Build with
docker build -t eunlg:latest .
Server runs in port 8080. Run docker as
docker run -p 8080:8080 -v <data_path>:/app/data eunlg:latest
where <data_path> is a suitable path for datasets to be stored on the local
system. The dockerfile includes and entrypoint bash script that automatically
downloads the relevant dataframes the system needs.
You can also run preprocess/download_and_preprocess.py to populate said
folder from the EuroStat source data.
With the server running, browse to /documentation/ to view the Swagger API description.
You can select a non-default document planner by supplying the --planner <name>
argument during startup. The most interesting of these is probably the neuralsim
variant, which uses the FinEst BERT model to determine information similarity. Note that
using this planner
- significantly increases the generation times
- requires much more memory, with ~16 gigs recommended
###Formatting, linting, etc.
The project is set up for use of isort, black and flake8.
It's notable that isort is only used to order the imports (something black
can't do), but black's formatting is to be preferred over isort. What this
means is that black must be ran after isort.

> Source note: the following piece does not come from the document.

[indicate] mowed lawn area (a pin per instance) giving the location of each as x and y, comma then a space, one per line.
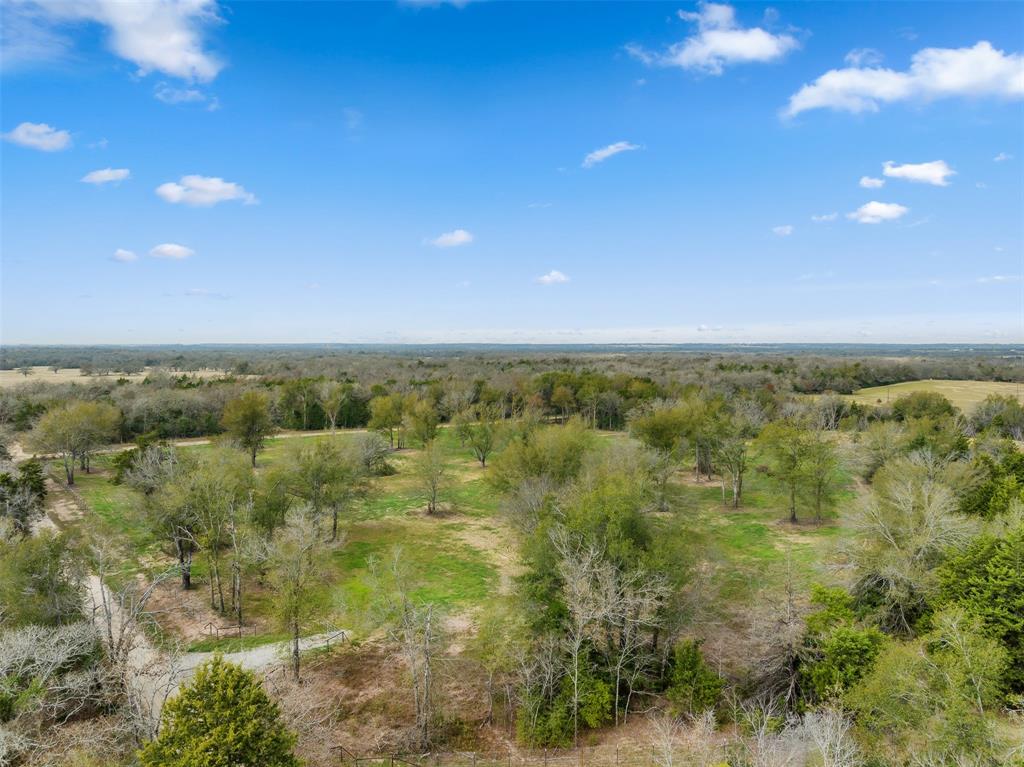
466, 557
965, 394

Manually run the formatters and linting with
$ isort -rc . && black . && flake8 .
You can run
$ pre-commit install
to force git to run both black and flake8 for you before it allows you to commit.
For licensing/copyright information on the Eurostat datasets, and limitations on the commercial use of specific subsets of that data, see https://ec.europa.eu/eurostat/about/policies/copyright
The code contained in this repository is licensed as described in the LICENSE file.